当日はサプライズで客室にお祝いをセッティングし、お客様を囲み、スタッフみんなでバースデーソングを歌った。
「とにかく寂しい想いをしてほしくないと思い、お出ししたケーキをスタッフも一緒にみんなで食べましょうと提案させていただきました。泣きながら『ありがとう』とおっしゃってくださったお客様に笑顔が見られて、ホッとしました」
それ以降、そのお客様は自身の誕生日には毎年予約を入れてくれているそうだ。
「わたしたちの仕事は、お客様がどういった想いでホテルへいらっしゃるのかを理解することだと思います。リピーターの方はもちろん、初めてお越しになられる方も、もしかしたら特別な日のために予約をしてくれたかもしれない、と。一つの“予約”の背景にはどんな想いがあるのか、それを読み解いていくことがサービスにもつながってくると思います」
一時休業まで200日、どんな過ごし方がおすすめなのか聞いてみると、「クラブフロアに宿泊を、そしてできたら2泊以上してほしい」と春日井氏は付け加える。
「一日って案外あっという間なんです。さらにもう1泊していただければ、ランドマークスパに足を運んでみたり、ティータイムを優雅に楽しんだり、ラウンジからの景色をぼんやりと眺めたり。少し余裕を持った楽しみ方ができると思います」
このラウンジにまた再び、人と人の交流が生まれる日を待ち望んで。再開後はお客様に「おかえりなさい」と伝えたいと春日井氏はいう。

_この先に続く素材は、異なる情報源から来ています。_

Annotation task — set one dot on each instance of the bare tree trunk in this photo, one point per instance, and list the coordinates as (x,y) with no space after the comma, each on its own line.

休業までの間に、特別な体験を味わいにクラブフロアに足を運んでみるのもいいだろう。
できれば2泊して、横浜の移り行く風景を楽しみながら。
残り200日、思い出をまたここから
お気に入りのホテルができるということは、
自分にとっての“もうひとつの我が家” を作るような感覚だ。
そこに帰れば「おかえりなさい」と迎えてくれる人がいる。
そして、そこで過ごす時間は自分らしさを取り戻すための時間でもある。
泊まっていない時間ですら、帰れる場所があるという安心感をもたらしてくれる。
そんな場所、思い入れのあるホテルに、横浜ロイヤルパークホテルがなれたなら。
「もう一度 思い出を、このホテルで」
再開後はどんな姿で、おもてなしで、わたしたちを迎えてくれるだろう。
期待に胸を膨らませつつ、残りわずかな期間に横浜ロイヤルパークホテルへ足を運んでみてほしい。きっとあたたかなおもてなしがあなたを待っているだろう。
横浜ロイヤルパークホテルのスタッフたちの想いー。
いかがでしょうか。
残り200Days、スタッフの想いが詰まった宿泊プランなど通して、あなただけの想い出をぜひ横浜で作ってみては。